One of the things I dislike most about Christmas is hearing Stop The Cavalry by Jona Lewie. America
doesn't have this particular scourge but the UK is full of it. Every shopping centre,
every motorway services - I even switched on the car radio and there it was in
all its joyous jollity.
We've come over to England to spend Christmas with my
mother. But she's in the hospital again - another fall. I seem to have spent
most of my time since I got here talking to care agencies, social workers, nurses
and physiotherapists, using my best efforts to get her out in time for
Christmas.
'I'm coming home with you.'
'Er...no, I'm afraid you have to stay here for the moment
but we're working on getting you out as soon as possible.'
'Why can't I come home now?'
Lies, half truths, this feeling that we've somehow let her
down as she accepts the situation yet again.
'Where will I sleep?'
She looks anxiously around. Her face lightens up -
'There's a bed here,' she says, indicating her own bed. 'I
could sleep here.'
The physiotherapist looks busy, doesn't make eye contact,
ducks out of the ward in a flurry of goodbyes - have a great holiday! She won't be back until after Christmas.

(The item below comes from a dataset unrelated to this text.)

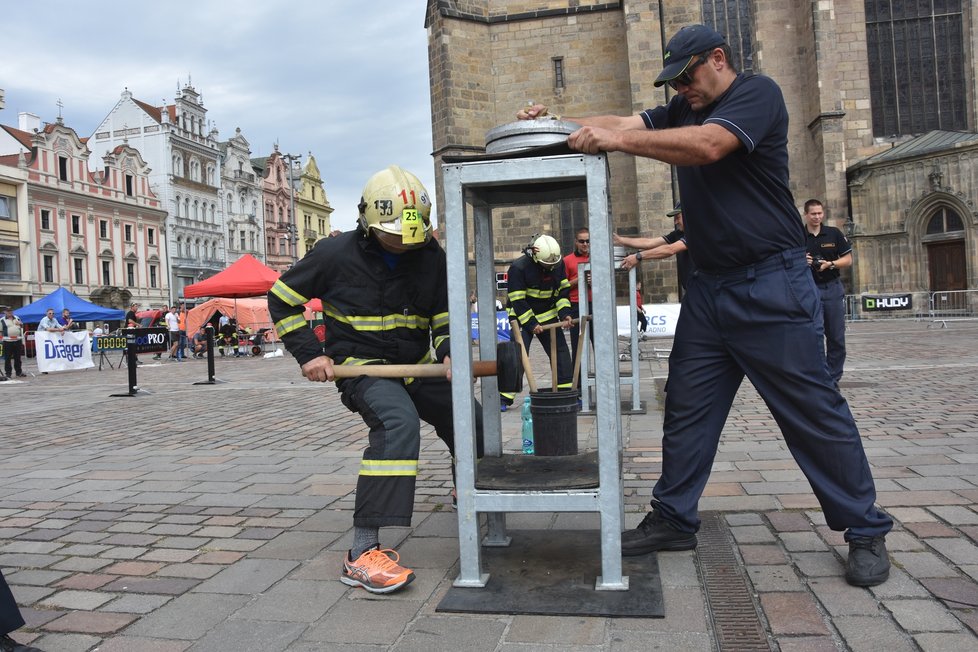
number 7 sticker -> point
(412, 229)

Without her consent my mother's home care won't be reinstated so she's going
nowhere. She's spending Christmas in the hospital and I've got to try and
explain it to her.
Even though life reaches its inevitable conclusion nothing
prepares us for old age, deterioration and death. Some of us spend our lives
sneering at it, not putting anything away for retirement, as though treating it
with disdain might somehow stave it off. I'm one of those people, and even now I'm
trying to shut out a whisper somewhere in the back of my mind: You're Next...

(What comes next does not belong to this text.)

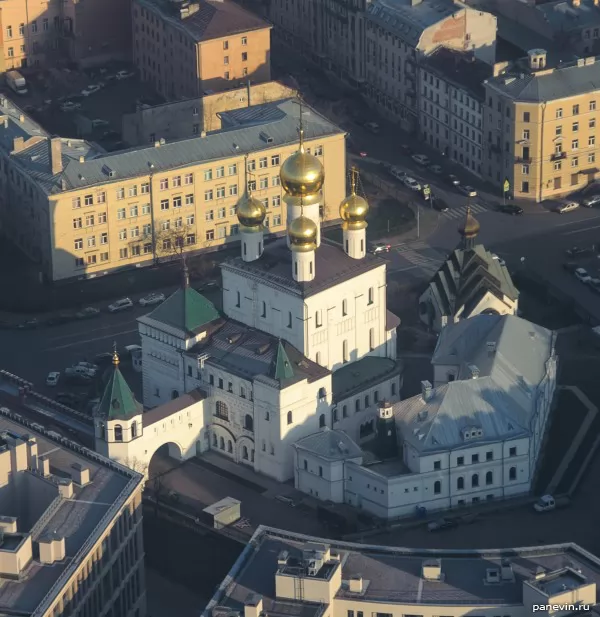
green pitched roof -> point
(118, 401)
(282, 367)
(185, 310)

Getting old is a frustrating and infuriating business. You
go through life gathering experience and wisdom until you reach an age when you
no longer have the energy to put any of it to use. It leaves you in rages of
impotent fury at the the idiocies of the younger and more vital - the ones in
charge, ignorant, semi-capable at best, but driven.
It would be far better to start out with all that wisdom and
experience and gradually lose it. Old age, middle-age even, would be far more
bearable - just give me a Gameboy, a bowl of Cheerio's and I'll be, like...
yeah - whatever...
Oh for the Gift Of Stupidity! I could be so happy plodding
along, cluttering up some shopping centre, inanely singing along to the brass
band on Stop The Cavalry, celebrating
Christmas because that's what you do, eating my way to diabetes and an early
death.
As it is some nights I'm practically howling at the moon.
As it is some nights I'm practically howling at the moon.